READ: Johnny Depp marks celebrity comeback with Cannes opening film

“I keep wondering about the word comeback, because I didn’t go anywhere,” Depp said after arriving 45 minutes later than scheduled at the news conference for the film on Wednesday.

“Yeah, maybe people stopped calling out of whatever their fear was at the time but no, I didn’t go nowhere.”

“Jeanne du Barry,” in which Depp plays King Louis XV, received a seven-minute standing ovation at the luxurious Grand Theatre Lumiere, where it premiered on Tuesday evening.

The film, by French actor and director Maïwenn Le Besco, known as Maïwenn, chronicles the life of French courtesan Madame du Barry, who climbed the social ladder at Versailles to become the king’s favourite.

Maïwenn said she cast Depp, who speaks French in the film, because she would be hugging and kissing whomever played the part and wanted to feel strongly about the actor.

“I really fell in love with him in this part,” she said.

Depp was handed a near-total victory by a U.S. jury last year in his highly publicized defamation trial with former wife, actor Amber Heard, with jurors awarding him over $10 million in damages.

Less than two years earlier, Depp lost a libel suit in Britain against the Sun tabloid, which called him a “wife beater.” Shortly after, Depp was dropped from the “Fantastic Beasts” movie franchise, a “Harry Potter” spin-off.

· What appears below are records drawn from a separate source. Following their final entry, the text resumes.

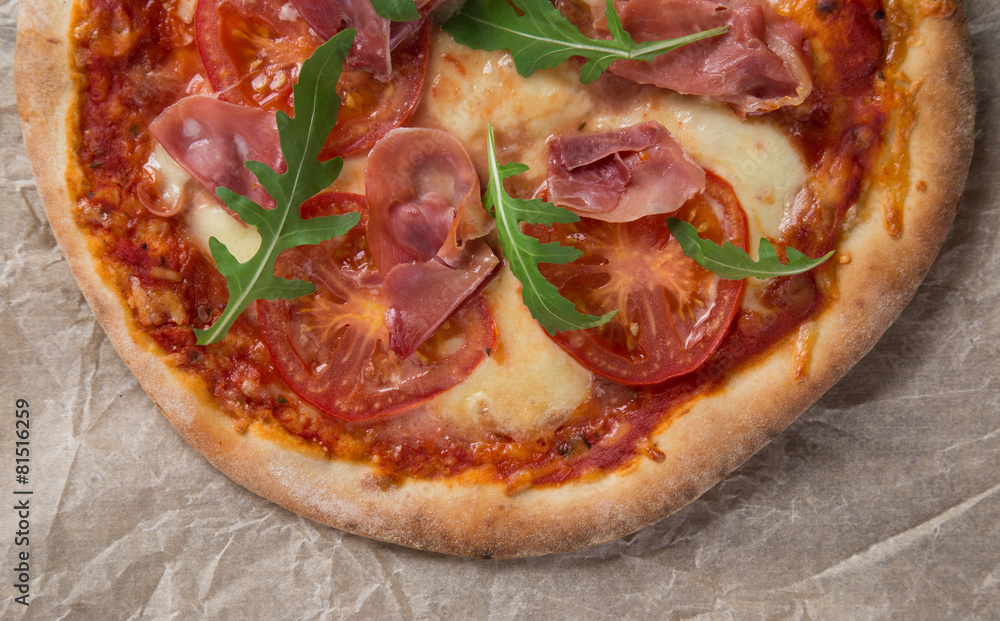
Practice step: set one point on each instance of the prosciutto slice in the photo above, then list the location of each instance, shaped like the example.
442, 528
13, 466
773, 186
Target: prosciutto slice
426, 225
211, 139
622, 175
761, 63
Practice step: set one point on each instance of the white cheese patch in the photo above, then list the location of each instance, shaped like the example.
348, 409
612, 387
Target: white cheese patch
207, 219
467, 89
528, 385
204, 216
753, 156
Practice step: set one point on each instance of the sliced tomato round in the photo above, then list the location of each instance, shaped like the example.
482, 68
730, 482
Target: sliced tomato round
332, 347
672, 313
252, 51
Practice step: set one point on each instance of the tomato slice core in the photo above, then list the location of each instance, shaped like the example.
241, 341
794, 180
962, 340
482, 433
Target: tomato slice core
252, 51
332, 347
672, 313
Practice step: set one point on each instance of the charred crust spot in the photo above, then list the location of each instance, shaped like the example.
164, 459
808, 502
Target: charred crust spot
826, 8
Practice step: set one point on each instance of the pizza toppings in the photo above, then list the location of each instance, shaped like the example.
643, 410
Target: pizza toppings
524, 253
253, 50
672, 313
211, 139
332, 346
538, 36
283, 227
761, 63
622, 175
370, 50
355, 300
426, 226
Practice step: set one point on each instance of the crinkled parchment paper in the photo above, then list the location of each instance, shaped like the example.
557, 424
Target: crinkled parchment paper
883, 500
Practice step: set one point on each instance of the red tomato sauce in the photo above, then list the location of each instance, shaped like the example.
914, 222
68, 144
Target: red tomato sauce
838, 130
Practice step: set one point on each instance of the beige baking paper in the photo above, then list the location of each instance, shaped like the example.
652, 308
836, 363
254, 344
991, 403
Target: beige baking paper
882, 500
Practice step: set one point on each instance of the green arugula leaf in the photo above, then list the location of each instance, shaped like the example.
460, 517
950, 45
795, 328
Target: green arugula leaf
538, 36
302, 137
396, 10
523, 252
733, 263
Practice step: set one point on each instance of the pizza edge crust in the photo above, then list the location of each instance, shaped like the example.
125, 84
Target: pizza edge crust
459, 516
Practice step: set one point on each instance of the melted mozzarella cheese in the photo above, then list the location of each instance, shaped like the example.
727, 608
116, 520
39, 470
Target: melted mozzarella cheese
528, 384
204, 216
208, 219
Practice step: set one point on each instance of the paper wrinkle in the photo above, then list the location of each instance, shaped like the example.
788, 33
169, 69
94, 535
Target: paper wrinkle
880, 550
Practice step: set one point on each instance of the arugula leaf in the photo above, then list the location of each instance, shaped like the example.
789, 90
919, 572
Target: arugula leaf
733, 263
396, 10
524, 253
302, 137
538, 36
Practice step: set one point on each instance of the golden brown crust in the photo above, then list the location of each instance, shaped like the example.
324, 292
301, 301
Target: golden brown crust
703, 445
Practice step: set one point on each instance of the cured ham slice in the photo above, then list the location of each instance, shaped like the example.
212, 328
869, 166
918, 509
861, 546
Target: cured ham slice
426, 225
376, 37
370, 51
622, 175
761, 63
211, 139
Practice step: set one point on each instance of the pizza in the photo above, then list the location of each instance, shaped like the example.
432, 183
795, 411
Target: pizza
493, 278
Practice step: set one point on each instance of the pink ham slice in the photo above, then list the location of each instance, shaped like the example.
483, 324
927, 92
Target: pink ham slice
211, 140
622, 175
426, 225
370, 51
376, 36
762, 63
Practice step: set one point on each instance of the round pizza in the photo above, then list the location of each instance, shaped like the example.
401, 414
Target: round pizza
502, 277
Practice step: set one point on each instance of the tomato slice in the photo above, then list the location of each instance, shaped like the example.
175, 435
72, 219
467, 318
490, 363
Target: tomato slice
252, 51
672, 313
332, 347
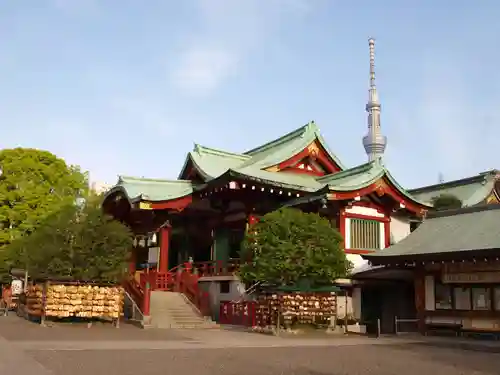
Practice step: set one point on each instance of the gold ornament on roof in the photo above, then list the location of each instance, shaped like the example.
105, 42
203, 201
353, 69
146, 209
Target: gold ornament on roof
492, 199
313, 149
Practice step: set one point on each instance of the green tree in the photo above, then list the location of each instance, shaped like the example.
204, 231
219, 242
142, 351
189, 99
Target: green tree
287, 246
78, 243
446, 202
34, 184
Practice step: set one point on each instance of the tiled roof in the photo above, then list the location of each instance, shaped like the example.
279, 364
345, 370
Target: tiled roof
466, 229
471, 191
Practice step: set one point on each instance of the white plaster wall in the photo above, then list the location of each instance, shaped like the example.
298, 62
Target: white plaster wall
212, 285
400, 228
357, 262
430, 299
356, 303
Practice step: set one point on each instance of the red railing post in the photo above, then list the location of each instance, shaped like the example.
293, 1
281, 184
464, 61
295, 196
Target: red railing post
146, 302
252, 309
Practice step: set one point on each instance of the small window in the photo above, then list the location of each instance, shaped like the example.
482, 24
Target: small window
224, 287
481, 299
443, 297
462, 298
496, 296
414, 225
365, 234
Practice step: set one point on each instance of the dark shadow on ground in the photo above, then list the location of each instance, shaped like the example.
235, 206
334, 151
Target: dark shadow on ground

Depp said on Wednesday that he felt boycotted after being asked to resign from the film over some “vowels and consonants floating in the air” and described media coverage of him during the trials as “fantastically, horrifically written fiction.”

“Do I feel boycotted now? No, not at all, I don’t feel boycotted because I don’t think about it, I don’t think about Hollywood,” he said.